The US Just Made It Way Harder for China to Build Its Own AI Chips

The US Department of Commerce introduced a sweeping package of export controls on Monday designed to weaken China’s domestic semiconductor ecosystem and undermine the country’s ability to manufacture advanced chips locally. The new regulations prevent China from accessing 24 types of chip manufacturing equipment and three software programs, and place restrictions on the sale to China of high-bandwidth memory, or HBM, an advanced kind of 3D-stacked computer memory component that is often used in customized AI chips.

“They’re the strongest controls ever enacted by the US to degrade the PRC’s ability to make the most advanced chips that they’re using in their military modernization,” Commerce Secretary Gina Raimondo said on a call with reporters. The measures are likely to enrage Beijing, which has given tens of billions of dollars worth of subsidies and tax breaks to semiconductor firms in the hopes of building out its own chips sector.

Over the past decade, the United States has grown increasingly concerned that China could use cutting-edge computer chips to build AI-powered military weapons or other technology that threatens the US and its allies. To address the issue, the Biden administration has concentrated its efforts on preventing China from acquiring high-end semiconductors made by companies like Nvidia and Taiwan Semiconductor Manufacturing Company Limited (TSMC).

But China proved it was capable of manufacturing high-end chips on its own, so the US shifted its attention to going after the components and equipment that Chinese companies like Huawei still rely on to produce their homegrown silicon. The measures announced today are the most far-reaching part of that strategy so far. WIRED previously reported the Biden administration was working on the provisions, which are the result of months of negotiations with US allies and industry partners.

In response to the anticipated measures, Mao Ning, a spokesperson for China’s foreign ministry, accused the United States last week of “overstretching the concept of national security,” and using export controls to suppress China. “Such moves seriously violate the laws of market economy and the principles of fair competition, disrupt international economic and trade order and the stability of global industrial and supply chains,” Mao said at a regularly scheduled press conference.

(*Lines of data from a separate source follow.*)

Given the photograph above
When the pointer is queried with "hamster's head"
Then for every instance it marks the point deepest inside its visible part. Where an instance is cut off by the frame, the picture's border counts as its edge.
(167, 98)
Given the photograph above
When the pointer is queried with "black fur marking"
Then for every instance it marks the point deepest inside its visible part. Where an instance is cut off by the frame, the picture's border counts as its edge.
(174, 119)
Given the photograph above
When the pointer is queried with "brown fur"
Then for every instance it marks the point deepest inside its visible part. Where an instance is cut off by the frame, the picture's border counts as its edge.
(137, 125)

One of the most significant changes introduced is an update to the Foreign Direct Product Rule (FDP), a relatively obscure trade regulation that covers goods made in other countries with US technology, software, or components. Previously, only foreign-made chip manufacturing equipment and tools with more than 25 percent of US components were subject to FDP. That threshold is now being abolished, meaning that if any American technology was used to create, say, a lithography tool in the Netherlands or a memory component in South Korea, it will be subject to US export controls.